What is the GOR Index?

The Geopolitical Oil Risk (GOR) Index is a composite risk score from 0.0 to 10.0 that quantifies the real-time threat level to global oil supply. It fuses intelligence from 18 data sources across six signal dimensions: NLP-scored events, maritime chokepoint monitoring, market stress indicators, satellite/seismic detection, trend momentum, and infrastructure damage.

The index is recomputed every 5 minutes and drives a five-tier regime classification with hysteresis to prevent rapid oscillation between states.

Composite Index Formula

The GOR Index separates reality into two tracks that behave differently over time:

FLOW = (NLP × 0.32) + (Maritime × 0.26) + (Market × 0.19) + (Satellite × 0.13) + (Momentum × 0.10)
STATE = (Infrastructure × 0.85) + (Divergence × 0.15)
GOR = max(STATE × 0.60,  0.75 × FLOW + 0.25 × STATE)

Flow Track — decays with events

NLP Events
32%
Maritime
26%
Market
19%
Satellite
13%
Momentum
10%

State Track — persistent physical reality

Infrastructure Damage
85%
Divergence Detector
15%

Why two tracks?

Flow signals capture what is happening right now — news events, market reactions, maritime anomalies. These should decay. When the news cycle quiets and markets stabilise, the flow score falls. Absence of new events is itself information.

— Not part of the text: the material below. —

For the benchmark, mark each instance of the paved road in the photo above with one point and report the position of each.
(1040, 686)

State signals capture what the world actually is — confirmed physical damage to facilities, persistent supply capacity lost. These should not decay because media moved on. If South Pars is offline and no journalist reports on it tomorrow, the physical damage is still there.

The state floor

The index cannot fall below 60% of the state score. At maximum infrastructure damage (score 10.0), the floor is 6.0 — C_ELEVATED — the minimum appropriate regime when that much supply capacity is offline. At minor damage (score 2.0), the floor is 1.2 — negligible. The floor scales with actual severity.

Why Infrastructure dominates the state track (85%)?

The facility damage registry — built from 350+ strategic facilities with confidence scores, production impact percentages, and recovery timelines — is cross-checked by the verifier agent every 3 hours. It is the closest thing this system has to ground truth about the world's physical state.

Why EIA stock data is not in the state track?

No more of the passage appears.